Niceness rules the day at KGSB

Professors delivering carnations to colleagues…staff leaving smiley face cookies on co-workers' desks…students exchanging (Hershey's) kisses…

Is this any way to run a business school? It is on Random Acts of Kindness Day, which the Katz Graduate School of Business celebrated yesterday, Feb. 28.

Co-sponsoring the event were the school's staff quality circle team and the Graduate Women in Business, an MBA student organization at the Katz school. According to Katz school associate professor Audrey Murrell, who is adviser to the Graduate Women in Business, school personnel invented the holiday to boost morale at a stressful time.

While some Pitt faculty and students were daydreaming this week about the upcoming spring break, Katz students have been taking final exams, under the school's three-term academic schedule.

To de-stress themselves, faculty, staff and students made a point yesterday of performing small acts of kindness for one another.

Murrell herself delivered carnations. Pat Szekeley, assistant to the MBA program director, handed out oranges from a crate in her office. ("That was a great idea," Murrell said, "considering how many people around here have come down with colds.") The Katz development office brought in a sheet cake that was fair game for any student, faculty or staff member who stopped by to nosh.

Other Katz personnel distributed $2 "Random Acts of Kindness Day Gift Certificates" redeemable at the Second Plate cafeteria in Mervis Hall. Many people taped complimentary notes on colleagues' doors, Murrell said. Others exchanged warm-and-fuzzy greetings electronically.

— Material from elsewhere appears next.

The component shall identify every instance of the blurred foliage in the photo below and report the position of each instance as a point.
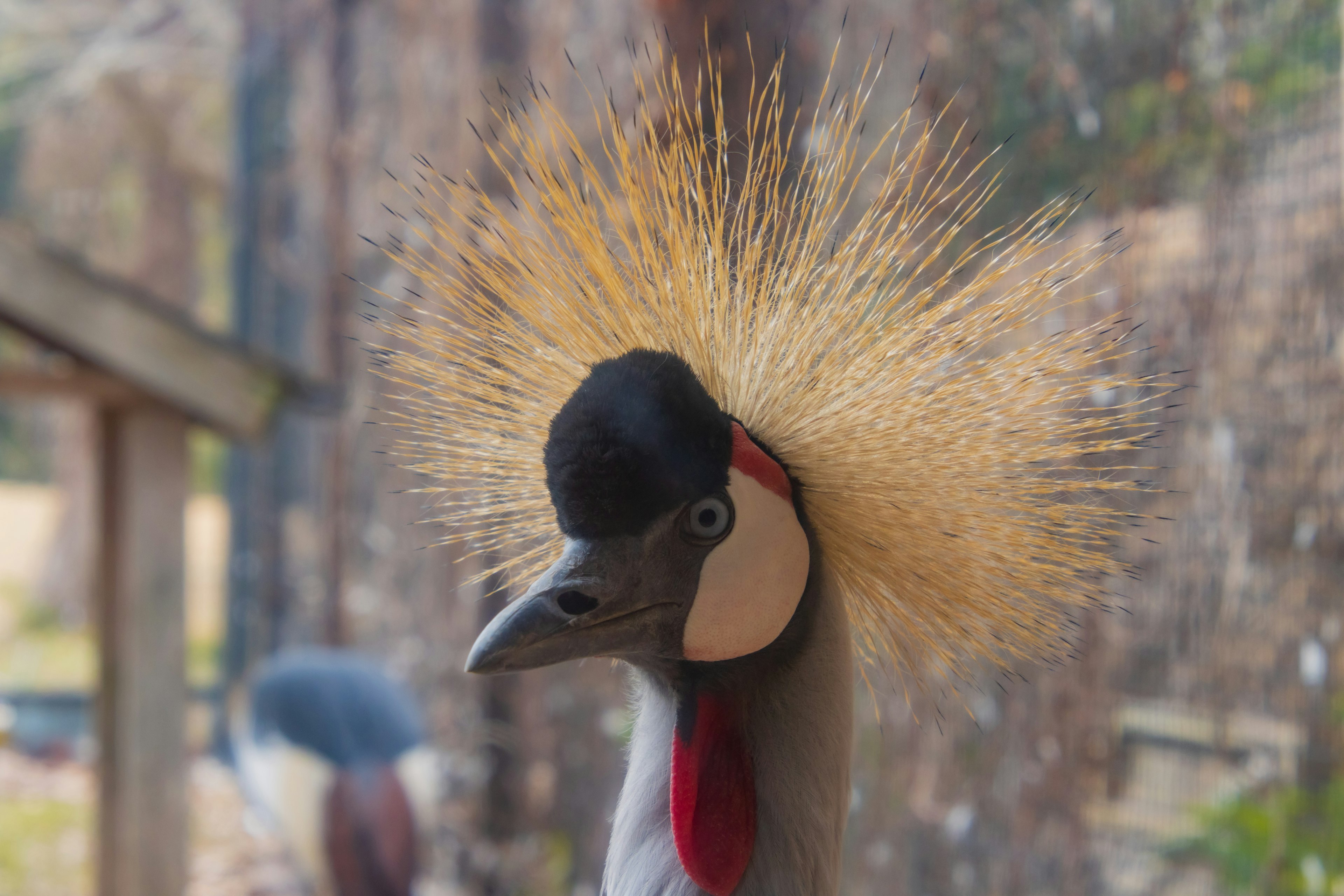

For example, Professor Emeritus Robert Perloff sent the following e-mail message to his co-workers: "During the last few months many of you have been extraordinarily helpful and solicitous of me because of my tendonitis and use of a crutch, by holding doors open, helping me with packages, offering to help me across the street on the way to the parking lot, etc." The Katz school's new holiday earned a one-line notice in the Feb. 22 Wall Street Journal, and Murrell said she has received several calls from people in other Pitt schools, seeking information in the hope of holding their own celebrations of random kindness.

Murrell said it hasn't been determined whether the school will repeat Random Acts of Kindness Day. But as one Katz school employee wrote in an e-mail message, "I hope that the school doesn't wait until another designated day to display acts of kindness."